Más pálido que hace unos días, cuando acababan de regresar de Mimera.
Era como si el guía hubiera pasado una cantidad impía de tiempo parado en medio del clima frío.
—¿Zein?
—Bassena extendió la mano para tocar la mejilla del guía, y la punta de sus dedos ya podía sentir cuán fría estaba.
—Estás frí
Y de repente, un segundo después de que esos dedos tocaran la piel, Zein se sobresaltó, nuevamente, retrocediendo casi asustado.
No fue un gran paso, de hecho, aparte de tirar su cabeza hacia atrás ligeramente fuera del alcance, Zein no se movió mucho.
Pero fue el movimiento repentino y la forma en que los ojos azules se agrandaron como si lo hubieran golpeado con electricidad lo que los sorprendió a ambos.
Era como si el tiempo se detuviera, mientras la mano extendida quedaba suspendida en el aire, y Zein simplemente miraba con ojos muy abiertos su propia reacción.
—¿Qu— —Bassena casi tartamudeó la reacción.

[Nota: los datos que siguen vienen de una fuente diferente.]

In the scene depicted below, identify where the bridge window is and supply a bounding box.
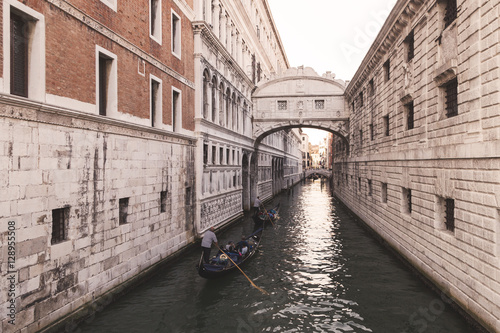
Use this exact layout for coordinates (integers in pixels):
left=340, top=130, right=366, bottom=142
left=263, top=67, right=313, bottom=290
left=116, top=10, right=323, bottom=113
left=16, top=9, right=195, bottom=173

Zein nunca se había apartado del tacto de Bassena incluso cuando el guía aún lo rechazaba activamente en el pasado.
—¿Hice algo…
—No —Zein cortó al esper rápidamente, un suspiro silencioso escapó de sus labios—.
No…
tú no.
Zein tomó un profundo suspiro, y tomó la mano suspendida en la suya, sosteniéndola y sintiendo el calor expandiéndose por su piel.
—Lo siento —frunció el ceño, apretando los labios con fuerza mientras sentía la mano del esper—.
Solo…
necesito pensar.
Podía sentir al esper observándolo, observándolo detenidamente, tal vez preguntándose por qué Zein se negaba a mirarle a los ojos.
Pero Zein no podía obligarse a mirar esos ojos ámbar, que lo habían estado atormentando durante un tiempo; esa miseria y dolor en los ojos de la ilusión.
—¿Puedo ayudar?
—Bassena preguntó con hesitación, casi haciendo temblar a Zein—.
¿Puedes…
decírmelo?
Bassena se acercó más, y Zein se sintió casi tentado de simplemente inclinarse y contarle todo al esper.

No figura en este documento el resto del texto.